Let’s focus on interest rates for a moment. They are important because they price time, money and therefore almost everything else, from mortgages and consumer purchases to business loans and government debt. This is, in turn, the case for stocks, commodities and real estate.
Likewise, relative interest rate differentials between countries will affect the value of one currency against another. Rates can also help forecast economic activity.
The Federal Reserve of San Francisco notes that the difference between long-term and short-term interest rates is a strikingly accurate predictor of future economic activity. Every U.S. recession in the past 60 years was preceded by an inverted yield curve, whereby short-term rates were higher than long-term rates.
Given we’ve been flirting with a yield inversion for the past few weeks, a recession would extend the duration of the current stock market correction. Although the odds of a recession have increased in the past few months, the strong employment conditions in both the U.S. and Canada might suggest a milder, shorter-lived slowdown.
So how about stocks going forward? Historically, stock markets tend to do well in the years after rates start to rise. In fact, even when interest rates were rising, the S&P 500 U.S. stock market index had a total annualized average return of just over nine per cent throughout those cycles and was positive in 90 per cent of those periods.
This time around though, we are moving up from a 50-year general downward trend in rates, which culminated in near-zero interest rate policies from many central banks around the world. As rates rise, the boomerang effect of higher interest costs and inflation could be more volatile than history would suggest.
At the same time, stocks typically do well during periods when the U.S. federal funds rate is rising because this usually means a strong economy and increasing corporate profits.
Most of what caused the current inflationary conditions — including years of quantitative easing and money creation going back to the 2008 crash and, more recently, COVID-19, the ensuing pandemic-induced government spending, supply chain disruptions and consumer hoarding — have already reached their end.
As much as financial liquidity was expanding over the past several years, it is now starting to go in the opposite direction. In particular, the U.S. Federal Reserve is now in a quantitative tightening mode, raising interest rates and reducing liquidity.
How much will this slow global markets and the economy? With stocks down 20 to 30 per cent, some economic slowdown is already being factored into the markets.

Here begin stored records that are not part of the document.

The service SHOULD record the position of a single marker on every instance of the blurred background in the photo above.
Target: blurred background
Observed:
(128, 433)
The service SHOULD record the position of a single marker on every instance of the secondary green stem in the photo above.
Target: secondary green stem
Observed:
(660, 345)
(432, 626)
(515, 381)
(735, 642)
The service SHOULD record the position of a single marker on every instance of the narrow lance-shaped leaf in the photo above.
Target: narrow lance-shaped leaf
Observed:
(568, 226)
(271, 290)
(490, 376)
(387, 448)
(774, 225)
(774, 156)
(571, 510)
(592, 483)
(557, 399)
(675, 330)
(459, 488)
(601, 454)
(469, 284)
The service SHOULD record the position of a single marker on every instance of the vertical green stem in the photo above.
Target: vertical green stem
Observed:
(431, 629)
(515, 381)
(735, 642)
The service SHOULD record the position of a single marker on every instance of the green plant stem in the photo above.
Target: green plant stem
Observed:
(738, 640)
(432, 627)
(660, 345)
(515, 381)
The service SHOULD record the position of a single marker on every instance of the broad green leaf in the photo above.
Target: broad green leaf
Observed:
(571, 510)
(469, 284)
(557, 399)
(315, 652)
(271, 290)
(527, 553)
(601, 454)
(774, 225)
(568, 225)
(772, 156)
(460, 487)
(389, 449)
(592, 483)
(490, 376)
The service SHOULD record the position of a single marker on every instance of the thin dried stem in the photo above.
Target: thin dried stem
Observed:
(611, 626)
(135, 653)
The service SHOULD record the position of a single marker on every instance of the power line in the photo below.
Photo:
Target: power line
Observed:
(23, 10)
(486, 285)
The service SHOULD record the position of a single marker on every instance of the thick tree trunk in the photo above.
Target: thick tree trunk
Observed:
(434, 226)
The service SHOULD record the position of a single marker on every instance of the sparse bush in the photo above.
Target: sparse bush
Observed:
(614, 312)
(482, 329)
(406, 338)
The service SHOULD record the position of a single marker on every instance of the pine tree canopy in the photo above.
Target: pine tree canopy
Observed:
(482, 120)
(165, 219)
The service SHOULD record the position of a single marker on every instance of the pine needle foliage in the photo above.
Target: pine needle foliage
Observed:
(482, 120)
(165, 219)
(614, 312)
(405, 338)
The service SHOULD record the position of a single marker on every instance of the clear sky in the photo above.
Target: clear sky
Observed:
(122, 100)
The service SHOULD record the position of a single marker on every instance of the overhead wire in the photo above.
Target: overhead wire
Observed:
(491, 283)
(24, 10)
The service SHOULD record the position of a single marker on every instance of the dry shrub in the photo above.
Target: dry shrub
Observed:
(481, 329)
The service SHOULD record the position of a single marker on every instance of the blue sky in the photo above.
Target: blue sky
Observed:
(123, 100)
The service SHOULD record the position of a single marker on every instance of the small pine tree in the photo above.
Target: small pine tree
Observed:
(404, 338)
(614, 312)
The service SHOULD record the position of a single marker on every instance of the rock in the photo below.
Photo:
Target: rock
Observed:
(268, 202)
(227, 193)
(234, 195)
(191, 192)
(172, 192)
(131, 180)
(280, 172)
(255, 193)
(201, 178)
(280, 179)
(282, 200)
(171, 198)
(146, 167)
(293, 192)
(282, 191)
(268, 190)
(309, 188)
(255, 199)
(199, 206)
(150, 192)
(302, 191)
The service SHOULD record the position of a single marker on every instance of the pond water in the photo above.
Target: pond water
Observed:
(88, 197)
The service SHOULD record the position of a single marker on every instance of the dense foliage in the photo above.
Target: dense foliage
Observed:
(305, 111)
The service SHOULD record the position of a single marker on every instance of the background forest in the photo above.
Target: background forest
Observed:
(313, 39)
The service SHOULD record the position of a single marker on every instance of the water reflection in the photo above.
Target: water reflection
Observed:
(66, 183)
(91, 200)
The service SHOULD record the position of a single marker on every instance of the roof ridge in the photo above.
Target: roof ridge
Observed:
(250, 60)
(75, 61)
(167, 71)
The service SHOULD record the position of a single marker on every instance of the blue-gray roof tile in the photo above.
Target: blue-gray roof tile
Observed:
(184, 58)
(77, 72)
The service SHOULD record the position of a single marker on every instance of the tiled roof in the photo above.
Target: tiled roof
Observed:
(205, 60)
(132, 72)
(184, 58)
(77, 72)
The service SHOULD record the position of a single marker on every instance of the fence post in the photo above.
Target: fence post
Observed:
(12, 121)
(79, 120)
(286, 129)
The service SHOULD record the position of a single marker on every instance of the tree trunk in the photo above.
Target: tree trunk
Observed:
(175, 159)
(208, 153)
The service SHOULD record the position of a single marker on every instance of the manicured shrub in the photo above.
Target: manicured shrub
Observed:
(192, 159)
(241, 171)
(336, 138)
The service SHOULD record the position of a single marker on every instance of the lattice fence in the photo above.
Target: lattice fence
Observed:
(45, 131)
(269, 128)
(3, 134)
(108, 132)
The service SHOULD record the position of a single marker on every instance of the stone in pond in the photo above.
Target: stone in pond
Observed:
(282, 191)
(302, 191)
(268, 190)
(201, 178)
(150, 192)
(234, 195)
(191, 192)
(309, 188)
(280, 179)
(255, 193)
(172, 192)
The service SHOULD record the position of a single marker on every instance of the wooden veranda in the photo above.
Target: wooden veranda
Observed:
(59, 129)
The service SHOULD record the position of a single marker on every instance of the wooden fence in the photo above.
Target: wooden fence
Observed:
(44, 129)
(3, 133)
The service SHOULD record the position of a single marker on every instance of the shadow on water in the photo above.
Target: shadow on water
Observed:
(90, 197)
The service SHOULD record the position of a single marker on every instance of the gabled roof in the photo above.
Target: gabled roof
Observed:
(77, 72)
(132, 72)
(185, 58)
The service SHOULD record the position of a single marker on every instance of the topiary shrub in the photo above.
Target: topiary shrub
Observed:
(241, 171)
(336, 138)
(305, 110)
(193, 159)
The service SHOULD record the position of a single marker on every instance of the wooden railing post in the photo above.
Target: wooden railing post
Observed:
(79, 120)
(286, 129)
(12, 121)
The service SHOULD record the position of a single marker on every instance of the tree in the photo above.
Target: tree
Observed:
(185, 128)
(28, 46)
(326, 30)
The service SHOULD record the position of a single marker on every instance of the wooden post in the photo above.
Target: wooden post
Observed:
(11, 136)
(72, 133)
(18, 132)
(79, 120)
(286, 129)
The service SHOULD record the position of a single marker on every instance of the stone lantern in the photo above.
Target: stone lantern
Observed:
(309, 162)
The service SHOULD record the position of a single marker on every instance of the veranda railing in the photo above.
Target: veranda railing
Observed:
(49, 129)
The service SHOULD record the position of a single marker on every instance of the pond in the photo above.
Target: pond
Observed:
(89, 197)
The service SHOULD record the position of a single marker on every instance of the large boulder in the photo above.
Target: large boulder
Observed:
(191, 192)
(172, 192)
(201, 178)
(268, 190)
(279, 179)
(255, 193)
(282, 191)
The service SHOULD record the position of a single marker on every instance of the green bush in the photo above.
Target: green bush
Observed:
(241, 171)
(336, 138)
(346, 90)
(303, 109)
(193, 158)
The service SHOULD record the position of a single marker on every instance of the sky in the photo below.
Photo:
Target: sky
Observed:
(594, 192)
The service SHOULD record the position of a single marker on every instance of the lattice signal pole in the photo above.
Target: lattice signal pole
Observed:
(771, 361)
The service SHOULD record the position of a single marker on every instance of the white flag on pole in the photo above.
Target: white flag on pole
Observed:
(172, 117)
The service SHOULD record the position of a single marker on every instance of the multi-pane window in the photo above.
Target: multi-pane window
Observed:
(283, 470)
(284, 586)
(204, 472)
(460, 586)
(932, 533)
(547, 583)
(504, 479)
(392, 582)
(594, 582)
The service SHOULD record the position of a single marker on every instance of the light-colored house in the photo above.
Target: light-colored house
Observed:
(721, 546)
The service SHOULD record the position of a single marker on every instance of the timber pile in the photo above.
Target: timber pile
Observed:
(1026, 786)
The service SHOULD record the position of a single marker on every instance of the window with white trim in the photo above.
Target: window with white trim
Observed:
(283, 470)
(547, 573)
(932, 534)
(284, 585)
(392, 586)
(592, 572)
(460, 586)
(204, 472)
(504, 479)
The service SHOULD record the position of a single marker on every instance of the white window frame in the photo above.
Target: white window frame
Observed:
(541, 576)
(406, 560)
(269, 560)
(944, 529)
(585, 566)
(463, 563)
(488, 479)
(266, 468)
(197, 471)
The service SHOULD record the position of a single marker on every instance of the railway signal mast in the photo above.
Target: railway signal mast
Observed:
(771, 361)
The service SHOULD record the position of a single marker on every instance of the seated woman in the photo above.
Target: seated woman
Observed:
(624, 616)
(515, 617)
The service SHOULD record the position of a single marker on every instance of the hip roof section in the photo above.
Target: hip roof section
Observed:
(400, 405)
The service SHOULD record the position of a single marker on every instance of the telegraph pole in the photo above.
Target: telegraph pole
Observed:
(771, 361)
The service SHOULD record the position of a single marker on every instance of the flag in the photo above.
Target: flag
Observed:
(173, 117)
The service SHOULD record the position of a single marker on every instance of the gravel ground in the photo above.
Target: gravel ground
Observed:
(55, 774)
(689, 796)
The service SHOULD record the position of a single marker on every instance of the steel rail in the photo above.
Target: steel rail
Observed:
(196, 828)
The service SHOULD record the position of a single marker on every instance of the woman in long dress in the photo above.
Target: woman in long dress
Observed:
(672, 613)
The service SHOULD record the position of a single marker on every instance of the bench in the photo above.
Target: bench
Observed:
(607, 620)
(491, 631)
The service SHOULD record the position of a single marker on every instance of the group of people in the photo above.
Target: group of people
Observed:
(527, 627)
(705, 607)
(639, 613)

Will there be continued equity weakness? Are the U.S. Federal Reserve and other central banks still behind the inflation curve, forcing them to continue to raise rates a lot higher? Or maybe we will be surprised to see inflation and rate increases come down by year’s end.
Interestingly, Canadian and U.S. short-term interest rate futures curve charts already show rates peaking by the end of 2022, with expectations they’ll be lower next year.
The path forward
Bottom line, where do we go from here? Often, what goes up comes down, or what goes down comes up, so maybe all the attention inflation and interest rates are getting will have run its course.
Or perhaps, just as the inflationary dislocations of the 1970s ushered in a new level of higher commodity prices, maybe the impact of recent droughts, the Russian invasion of Ukraine, pandemic-induced hoarding and renewed global inflationary pressures will bring about the next step higher in the long-term staircase of global commodity and consumer prices.
These are a lot of questions without answers, but having a farm marketing plan that includes options and futures hedging strategies can help you navigate the fluctuations and uncertainty. On the investment front, well-priced, moderate risk, big blue-chip companies with long-term histories, as well income investments with steady dividends or interest payments linked to rising interest rates, can be a good way to hedge your investment portfolios in this environment as well.